In his majority opinion, Justice Samuel Alito pointed to the great strides that Arizona has made in addressing the needs of ELL students (though Justice Breyer’s dissent makes clear that the effectiveness of these strides is in serious doubt): increased spending on English language instruction (though not enough to make a difference in places like Nogales); improved instructional materials and teacher quality (though there are no ELL guidelines and schools like Nogales High, with large ELL populations, can’t afford top teachers); the federal No Child Left Behind Law (which requires all tests to be in English); and a shift from long-term bilingual education programs to Structured English Immersion (SEI), which gives children English instruction while they’re being taught math, science, history and literature in English as well, even though their English often isn’t good enough for them to follow the lessons.

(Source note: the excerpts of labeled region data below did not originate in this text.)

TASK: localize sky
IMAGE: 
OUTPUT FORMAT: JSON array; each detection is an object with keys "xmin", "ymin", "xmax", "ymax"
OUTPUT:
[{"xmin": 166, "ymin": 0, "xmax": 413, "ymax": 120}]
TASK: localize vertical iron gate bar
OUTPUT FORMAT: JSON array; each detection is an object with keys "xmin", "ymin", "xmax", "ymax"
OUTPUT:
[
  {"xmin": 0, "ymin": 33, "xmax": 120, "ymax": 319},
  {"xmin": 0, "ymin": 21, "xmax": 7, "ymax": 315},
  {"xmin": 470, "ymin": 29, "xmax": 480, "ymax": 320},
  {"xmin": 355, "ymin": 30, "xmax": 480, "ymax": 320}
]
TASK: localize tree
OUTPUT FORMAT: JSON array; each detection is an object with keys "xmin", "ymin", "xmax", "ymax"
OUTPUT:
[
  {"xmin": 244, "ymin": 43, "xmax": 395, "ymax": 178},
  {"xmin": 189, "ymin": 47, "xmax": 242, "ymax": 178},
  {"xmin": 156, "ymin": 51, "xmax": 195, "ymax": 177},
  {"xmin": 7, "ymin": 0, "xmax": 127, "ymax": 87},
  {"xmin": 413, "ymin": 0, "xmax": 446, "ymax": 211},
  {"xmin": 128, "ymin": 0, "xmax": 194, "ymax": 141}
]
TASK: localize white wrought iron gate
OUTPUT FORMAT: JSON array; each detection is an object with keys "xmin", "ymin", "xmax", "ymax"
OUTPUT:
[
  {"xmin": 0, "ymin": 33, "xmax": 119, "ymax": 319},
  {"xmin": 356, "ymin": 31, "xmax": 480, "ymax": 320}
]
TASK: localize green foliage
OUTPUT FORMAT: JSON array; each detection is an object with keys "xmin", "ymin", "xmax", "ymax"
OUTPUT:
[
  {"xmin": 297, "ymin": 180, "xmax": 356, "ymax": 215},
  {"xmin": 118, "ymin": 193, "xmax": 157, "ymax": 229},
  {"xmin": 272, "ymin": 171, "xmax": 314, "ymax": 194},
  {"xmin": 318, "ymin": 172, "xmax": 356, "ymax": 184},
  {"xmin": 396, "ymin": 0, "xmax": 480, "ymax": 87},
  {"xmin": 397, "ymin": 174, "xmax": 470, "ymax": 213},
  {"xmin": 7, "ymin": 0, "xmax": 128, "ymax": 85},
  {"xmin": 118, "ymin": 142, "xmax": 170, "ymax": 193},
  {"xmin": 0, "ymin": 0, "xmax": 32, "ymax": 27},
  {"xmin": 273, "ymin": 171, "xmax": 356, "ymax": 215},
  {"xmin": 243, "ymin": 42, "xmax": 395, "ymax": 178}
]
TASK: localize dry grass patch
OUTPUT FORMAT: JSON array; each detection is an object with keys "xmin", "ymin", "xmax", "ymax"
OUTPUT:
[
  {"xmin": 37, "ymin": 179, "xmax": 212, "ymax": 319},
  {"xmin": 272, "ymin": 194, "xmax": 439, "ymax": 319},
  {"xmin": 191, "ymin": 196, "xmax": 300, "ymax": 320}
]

Although Structured English Immersion was mandated when voters passed Proposition 203 in 2000, the state has yet to decide how to implement SEI instruction. As recently as 2007 a state official told the Court, “We’re getting ready to hopefully put down some models for districts to choose from.”
Both bilingual and immersion pedagogies have the potential to help ELL students transition to English. Theoretically, bilingual education ensures that students don’t fall behind in core subjects, which are taught in the student’s first language, while they are acquiring English. Theoretically, immersion creates an environment where students learn a target language quickly and efficiently because it’s the language they use 24/7. Unfortunately, neither method has managed to accomplish the goal of helping nonanglophones to succeed in school. Bilingual education and structured immersion seem to fail more often than they work. Bilingual programs are often poorly implemented, both in terms of content delivery and in their language instruction, while structured immersion experiences are typically limited to a fraction of the school day over a period of one or possibly two years, which is enough time for students to master the conversational English they need at recess or in the cafeteria, but far too short a time for students to acquire the academic English necessary for school success.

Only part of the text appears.